Former Bank of Moscow head Andrei Borodin has been accused of related-party lending in real estate deals. Igor Tabakov

VTB will inject up to 100 billion rubles ($3.5 billion) into Bank of Moscow to cover loan losses, Interfax quoted a source close to VTB as saying Monday.

The bailout would come as part of a 250 billion ruble rescue package for Bank of Moscow, Russia's No. 5 bank, where a gaping balance sheet hole was uncovered after VTB launched a hostile takeover bid and ousted management.

"Various options for helping Bank of Moscow are being discussed, but we have reached overall agreement with the Central Bank, Finance Ministry and the Deposit Insurance Agency on restoring the bank to health," the source told Interfax.

The source said that VTB would inject up to 100 billion rubles in tranches to Bank of Moscow.

VTB would not comment on the report. Bank of Moscow was holding its annual shareholders meeting Monday.

Bonds issued by Bank of Moscow and VTB suffered heavy losses Friday on rumors that VTB will, in turn, require a fresh round of state funding to cover the cost of the rescue.

Bank of Moscow's eurobond prices fell 2 to 8 percentage points across the curve Friday, with yields rising 100 to 150 basis points, according to Renaissance Capital.

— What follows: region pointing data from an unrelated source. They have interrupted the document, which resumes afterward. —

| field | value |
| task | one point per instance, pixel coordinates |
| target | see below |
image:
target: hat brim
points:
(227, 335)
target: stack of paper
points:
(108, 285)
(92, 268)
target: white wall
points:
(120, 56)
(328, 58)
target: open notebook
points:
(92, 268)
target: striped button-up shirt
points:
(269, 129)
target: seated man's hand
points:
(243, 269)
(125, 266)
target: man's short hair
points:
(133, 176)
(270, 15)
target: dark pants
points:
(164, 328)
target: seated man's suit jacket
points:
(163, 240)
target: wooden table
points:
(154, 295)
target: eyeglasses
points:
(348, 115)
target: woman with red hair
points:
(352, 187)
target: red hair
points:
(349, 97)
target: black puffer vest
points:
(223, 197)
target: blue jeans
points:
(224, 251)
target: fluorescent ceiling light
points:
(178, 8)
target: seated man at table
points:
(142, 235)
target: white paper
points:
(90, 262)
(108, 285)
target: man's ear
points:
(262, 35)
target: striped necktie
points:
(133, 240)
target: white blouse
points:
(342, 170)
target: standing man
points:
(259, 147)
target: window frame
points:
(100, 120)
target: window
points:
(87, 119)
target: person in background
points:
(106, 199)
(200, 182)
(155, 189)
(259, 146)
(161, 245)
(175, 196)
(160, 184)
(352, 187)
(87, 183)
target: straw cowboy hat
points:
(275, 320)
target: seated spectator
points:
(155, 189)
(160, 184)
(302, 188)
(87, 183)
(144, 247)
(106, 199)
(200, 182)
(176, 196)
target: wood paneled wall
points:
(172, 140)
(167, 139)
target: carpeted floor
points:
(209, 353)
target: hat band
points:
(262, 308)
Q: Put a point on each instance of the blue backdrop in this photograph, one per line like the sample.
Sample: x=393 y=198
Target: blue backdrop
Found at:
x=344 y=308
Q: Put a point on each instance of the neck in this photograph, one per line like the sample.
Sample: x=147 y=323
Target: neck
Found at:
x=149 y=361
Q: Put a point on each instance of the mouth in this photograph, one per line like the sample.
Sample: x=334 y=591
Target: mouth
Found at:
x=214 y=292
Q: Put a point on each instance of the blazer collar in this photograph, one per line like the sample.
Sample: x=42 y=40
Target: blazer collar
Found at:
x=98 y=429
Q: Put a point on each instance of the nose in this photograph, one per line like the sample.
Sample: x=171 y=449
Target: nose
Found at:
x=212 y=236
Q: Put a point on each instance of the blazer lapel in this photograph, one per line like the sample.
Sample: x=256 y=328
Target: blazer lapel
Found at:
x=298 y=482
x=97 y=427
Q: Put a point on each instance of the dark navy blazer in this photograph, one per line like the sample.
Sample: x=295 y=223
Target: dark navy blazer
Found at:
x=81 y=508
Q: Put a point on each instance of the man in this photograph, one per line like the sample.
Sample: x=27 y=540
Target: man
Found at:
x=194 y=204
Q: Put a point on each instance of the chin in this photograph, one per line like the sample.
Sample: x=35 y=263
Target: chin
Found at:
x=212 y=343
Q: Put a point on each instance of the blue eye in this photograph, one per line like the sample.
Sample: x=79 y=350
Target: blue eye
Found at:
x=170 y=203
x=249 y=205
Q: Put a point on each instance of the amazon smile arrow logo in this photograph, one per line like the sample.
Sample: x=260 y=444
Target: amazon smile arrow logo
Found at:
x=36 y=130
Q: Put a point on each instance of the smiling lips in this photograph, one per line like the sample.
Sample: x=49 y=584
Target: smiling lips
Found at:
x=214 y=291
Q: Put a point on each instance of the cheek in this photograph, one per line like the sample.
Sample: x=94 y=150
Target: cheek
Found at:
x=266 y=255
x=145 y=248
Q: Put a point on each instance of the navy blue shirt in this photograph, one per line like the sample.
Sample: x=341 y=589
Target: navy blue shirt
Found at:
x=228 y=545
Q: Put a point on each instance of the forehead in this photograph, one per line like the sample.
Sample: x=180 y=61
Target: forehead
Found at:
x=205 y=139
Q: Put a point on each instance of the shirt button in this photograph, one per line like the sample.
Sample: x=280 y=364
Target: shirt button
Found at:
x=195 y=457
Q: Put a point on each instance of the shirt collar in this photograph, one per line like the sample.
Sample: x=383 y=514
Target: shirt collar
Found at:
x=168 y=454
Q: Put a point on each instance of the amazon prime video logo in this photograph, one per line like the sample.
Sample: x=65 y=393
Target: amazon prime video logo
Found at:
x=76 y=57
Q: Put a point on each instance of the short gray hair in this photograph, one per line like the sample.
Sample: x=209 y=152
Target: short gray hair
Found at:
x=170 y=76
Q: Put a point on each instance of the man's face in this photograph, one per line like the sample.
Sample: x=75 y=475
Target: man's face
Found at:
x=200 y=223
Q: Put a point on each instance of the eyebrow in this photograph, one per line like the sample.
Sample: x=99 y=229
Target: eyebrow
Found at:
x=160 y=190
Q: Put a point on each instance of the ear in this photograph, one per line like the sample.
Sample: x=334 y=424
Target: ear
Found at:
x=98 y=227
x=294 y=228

VTB's 2020 eurobond fell 1.8 points Friday, with its yield rising 26 basis points to 6.78 percent.

"There were some rumors that the merger would not go through completely or that VTB may need extra state cash, and that scared investors," said Ilya Zhila, fixed income analyst at Renaissance Capital. "We think that the bonds of both Bank of Moscow and VTB are oversold, do not deserve this sort of rating, and the weakness could be short-lived."

The cash injection would effectively double the cost of VTB's as-yet unsuccessful bid for majority control of Bank of Moscow. It has, however, secured operational control after ousting management loyal to former Mayor Yury Luzhkov, who was fired last year by President Dmitry Medvedev.

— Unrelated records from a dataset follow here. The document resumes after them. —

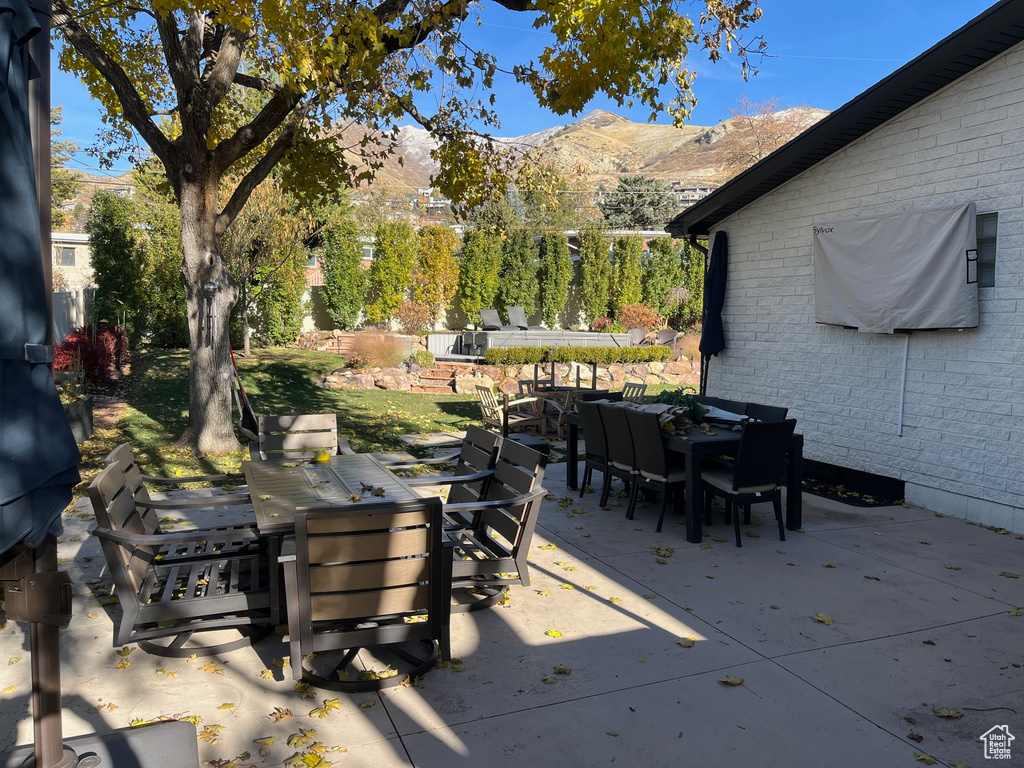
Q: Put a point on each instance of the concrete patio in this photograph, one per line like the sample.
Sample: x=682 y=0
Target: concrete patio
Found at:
x=925 y=608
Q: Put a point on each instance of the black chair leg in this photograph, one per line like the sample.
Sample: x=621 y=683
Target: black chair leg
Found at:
x=665 y=507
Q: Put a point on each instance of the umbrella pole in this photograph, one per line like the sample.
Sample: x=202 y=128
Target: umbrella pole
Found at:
x=45 y=647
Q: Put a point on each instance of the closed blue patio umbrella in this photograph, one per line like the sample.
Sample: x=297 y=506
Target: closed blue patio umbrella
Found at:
x=713 y=332
x=38 y=456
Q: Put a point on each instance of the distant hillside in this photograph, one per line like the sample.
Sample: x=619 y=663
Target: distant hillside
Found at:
x=600 y=146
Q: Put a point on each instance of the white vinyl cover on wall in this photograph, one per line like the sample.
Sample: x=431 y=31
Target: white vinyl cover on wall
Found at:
x=904 y=271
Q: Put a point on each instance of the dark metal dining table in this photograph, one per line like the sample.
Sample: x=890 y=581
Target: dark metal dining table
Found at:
x=691 y=449
x=278 y=488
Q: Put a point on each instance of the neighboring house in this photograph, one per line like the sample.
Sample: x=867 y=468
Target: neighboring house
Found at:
x=72 y=259
x=946 y=129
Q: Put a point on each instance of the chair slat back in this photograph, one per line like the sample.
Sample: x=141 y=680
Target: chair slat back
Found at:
x=593 y=429
x=634 y=391
x=299 y=436
x=479 y=452
x=115 y=508
x=761 y=457
x=368 y=560
x=648 y=443
x=766 y=413
x=517 y=470
x=617 y=436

VTB chief executive Andrei Kostin has accused former management headed by Andrei Borodin of significant related-party lending to finance real estate projects that may prove hard to recover.

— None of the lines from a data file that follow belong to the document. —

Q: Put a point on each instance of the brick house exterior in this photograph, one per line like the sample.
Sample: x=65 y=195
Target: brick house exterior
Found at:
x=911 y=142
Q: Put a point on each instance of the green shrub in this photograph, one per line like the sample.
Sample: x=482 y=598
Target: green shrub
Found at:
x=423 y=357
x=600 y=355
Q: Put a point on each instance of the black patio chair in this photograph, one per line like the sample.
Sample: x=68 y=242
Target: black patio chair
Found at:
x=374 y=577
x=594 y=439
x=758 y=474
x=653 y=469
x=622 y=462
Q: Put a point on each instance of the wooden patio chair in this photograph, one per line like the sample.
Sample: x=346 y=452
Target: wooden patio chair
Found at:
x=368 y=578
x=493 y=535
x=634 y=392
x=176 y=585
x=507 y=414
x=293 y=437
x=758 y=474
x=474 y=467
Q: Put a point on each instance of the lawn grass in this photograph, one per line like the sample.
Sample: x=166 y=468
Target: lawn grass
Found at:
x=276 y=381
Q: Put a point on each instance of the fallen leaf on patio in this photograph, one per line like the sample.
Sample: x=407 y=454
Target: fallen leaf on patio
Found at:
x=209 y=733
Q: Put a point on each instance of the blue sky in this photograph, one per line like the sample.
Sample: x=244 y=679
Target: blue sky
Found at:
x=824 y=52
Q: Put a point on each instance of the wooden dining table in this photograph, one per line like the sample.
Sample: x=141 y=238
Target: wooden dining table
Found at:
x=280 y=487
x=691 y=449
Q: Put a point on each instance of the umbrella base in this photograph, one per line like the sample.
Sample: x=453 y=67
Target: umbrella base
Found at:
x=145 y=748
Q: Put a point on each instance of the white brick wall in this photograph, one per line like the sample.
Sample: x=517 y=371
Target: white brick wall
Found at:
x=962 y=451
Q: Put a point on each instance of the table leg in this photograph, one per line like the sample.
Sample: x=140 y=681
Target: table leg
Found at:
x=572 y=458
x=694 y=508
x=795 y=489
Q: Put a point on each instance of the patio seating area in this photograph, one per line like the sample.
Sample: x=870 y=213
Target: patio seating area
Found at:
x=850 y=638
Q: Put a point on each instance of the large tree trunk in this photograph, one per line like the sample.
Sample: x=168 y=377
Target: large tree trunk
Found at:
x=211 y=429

Russian investigators put Borodin and his former deputy Dmitry Akulinin on an international arrest warrant after the pair fled Russia for Britain.

VTB paid 105 billion rubles earlier this year for the city of Moscow's stake and now directly owns 46.5 percent of Bank of Moscow. It also has a blocking minority stake in an insurance company that owns 17 percent of the bank.